Education chiefs in Dumfries and Galloway have defended plans to take pupils fingerprints before they can borrow library books.
Dumfries Academy is one of the schools introducing the scheme
The scheme, which is already used in Angus, Aberdeenshire and Edinburgh, is being proposed at Lockerbie Academy and Dumfries Academy.
It has prompted civil liberties concerns from parents and politicians.
Education director Fraser Sanderson said the system had been shown to be safe and was entirely optional.
Green MSPs have tabled a motion at the Scottish Parliament seeking an investigation of the scheme.
However, Mr Sanderson said he did not think such concerns were justified.
"I do not think they are legitimate at all," he said.
"We have two schools, Lockerbie Academy and Dumfries Academy, who purchased new computerised systems for their libraries at the end of last session."
As part of this the education director said they were offered a free fingerprinting package which they chose to take.
"Both schools have sent out letters to parents indicating their intentions and making it quite clear that this is an opt-in or opt-out option," he said.
"There is no detriment to the children who do not participate."
Mr Sanderson added that the system had increased book borrowing and reduced theft at 3,000 other schools across the UK where it was used.
Green MSPs have expressed concern about fingerprinting pupils
He said it had been checked by both the council and the information commissioner to ensure the data stored was adequately protected.
He dismissed as "spurious" claims that pupils were being treated like criminals.
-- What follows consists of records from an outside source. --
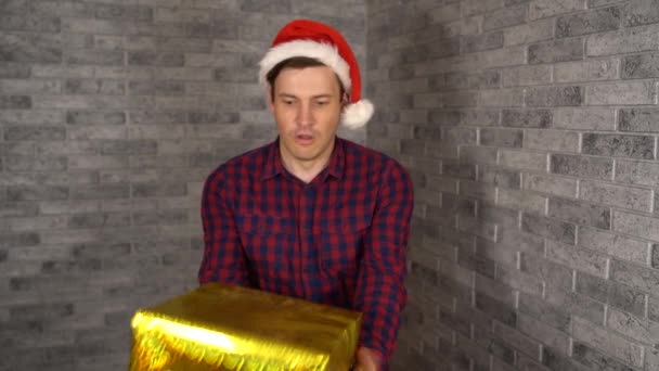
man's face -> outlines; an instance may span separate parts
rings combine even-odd
[[[284,68],[274,80],[270,102],[284,164],[326,161],[341,114],[339,82],[327,66]]]

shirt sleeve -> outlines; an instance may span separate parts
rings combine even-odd
[[[408,302],[405,248],[414,204],[410,176],[396,165],[385,171],[353,300],[363,314],[360,346],[374,350],[385,363],[396,347],[400,314]]]
[[[204,257],[198,281],[199,284],[222,282],[247,286],[249,278],[243,246],[218,171],[211,174],[202,194]]]

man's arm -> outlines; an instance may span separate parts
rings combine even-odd
[[[202,222],[204,258],[198,272],[199,284],[222,282],[249,285],[233,212],[227,204],[223,184],[217,171],[204,184]]]
[[[353,304],[363,312],[360,346],[386,362],[396,347],[400,312],[408,300],[403,281],[414,195],[410,176],[399,165],[386,171],[379,192],[371,232],[364,239]]]

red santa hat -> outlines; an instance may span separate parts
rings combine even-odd
[[[307,56],[327,65],[338,76],[349,95],[341,123],[349,128],[364,126],[373,116],[373,104],[361,99],[362,81],[357,59],[336,29],[315,21],[296,20],[285,25],[261,60],[259,82],[275,65],[294,56]]]

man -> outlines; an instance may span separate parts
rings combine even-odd
[[[336,136],[365,125],[359,66],[313,21],[280,30],[260,63],[277,139],[206,180],[199,282],[227,282],[363,312],[354,370],[383,370],[406,303],[412,183],[393,159]]]

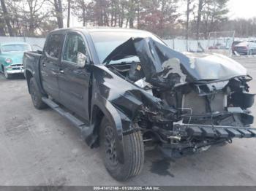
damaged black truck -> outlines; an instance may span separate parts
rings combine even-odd
[[[245,68],[219,55],[176,52],[147,31],[55,30],[23,63],[34,106],[79,128],[118,180],[140,173],[146,147],[179,157],[256,136]]]

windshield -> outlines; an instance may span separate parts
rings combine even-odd
[[[104,31],[104,32],[91,32],[91,36],[94,43],[100,63],[102,63],[104,59],[118,46],[127,41],[131,37],[151,37],[155,41],[157,41],[163,44],[164,42],[154,36],[154,34],[146,31]],[[118,63],[121,62],[132,62],[139,61],[138,56],[126,58],[118,61],[112,61],[111,64]]]
[[[31,48],[29,44],[7,44],[1,47],[2,52],[12,51],[30,51]]]

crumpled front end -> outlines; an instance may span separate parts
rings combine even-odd
[[[109,64],[130,56],[140,61]],[[151,38],[137,38],[118,47],[104,62],[140,87],[112,103],[139,125],[146,146],[157,144],[166,154],[182,155],[233,138],[256,136],[248,109],[254,104],[247,85],[252,79],[230,58],[188,57]]]

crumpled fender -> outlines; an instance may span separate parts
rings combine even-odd
[[[102,117],[99,114],[103,113],[116,128],[118,160],[121,162],[124,160],[123,136],[137,130],[132,123],[142,106],[158,113],[164,109],[167,111],[170,107],[104,66],[94,66],[92,69],[90,128],[83,129],[82,135],[86,143],[94,147],[98,138],[97,128],[99,128],[99,121]]]

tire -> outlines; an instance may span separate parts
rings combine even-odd
[[[125,181],[139,174],[143,167],[143,141],[140,131],[124,136],[124,163],[120,163],[116,156],[117,139],[113,125],[103,117],[100,125],[99,144],[105,168],[115,179]]]
[[[29,80],[29,93],[35,108],[37,109],[42,109],[48,107],[48,106],[42,101],[43,96],[40,93],[37,82],[34,77],[31,77]]]
[[[3,68],[3,69],[4,69],[4,77],[5,77],[6,79],[10,79],[12,76],[11,76],[10,74],[9,74],[6,71],[4,67]]]

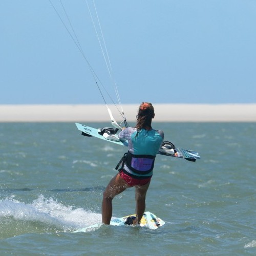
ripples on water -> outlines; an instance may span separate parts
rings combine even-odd
[[[147,210],[166,224],[155,231],[103,226],[72,233],[100,221],[102,192],[125,148],[81,136],[73,123],[2,123],[0,252],[254,254],[256,124],[155,127],[201,156],[195,163],[158,156]],[[115,217],[133,213],[133,189],[113,206]]]

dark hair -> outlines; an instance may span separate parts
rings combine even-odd
[[[137,115],[137,124],[135,126],[139,132],[142,128],[151,127],[152,118],[155,116],[155,112],[152,104],[149,102],[142,102],[139,108]]]

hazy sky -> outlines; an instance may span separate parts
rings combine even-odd
[[[86,1],[51,1],[116,102]],[[256,102],[255,0],[94,3],[122,103]],[[0,32],[0,104],[104,103],[49,0],[1,0]]]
Lockerbie Academy parent Nick Jennings, however, has called upon the council to withdraw the system immediately.
"My first reaction was one of concern," he said.
"I just felt that the need to fingerprint school kids for the use of a library seemed really over the top.
"My main concern was that this seemed to be coming about without any public debate."
Mr Jennings said he was unhappy about the "casual way" in which the subject was being handled.
He added that although reassurances had been given about data security he remained unconvinced.
"There is no guarantee - we have hackers hacking into the American defence system," he said.
South of Scotland Green MSP Chris Ballance was alerted to the situation by concerned parents in his area.
"I have been contacted by local parents and I share their outrage at this mass fingerprinting of children without proper public and political debate," he said.
"Quite apart from anything else it is difficult to see how you can justify such a huge expenditure for the sake of a few school library books."
The party has tabled a motion at the Scottish Parliament seeking a debate of the issue.
"We should be encouraging children to understand and value their civil liberties," said the Greens' speaker on justice and communities Patrick Harvie.
"Instead there is a danger that we will be teaching the next generation to surrender them without question."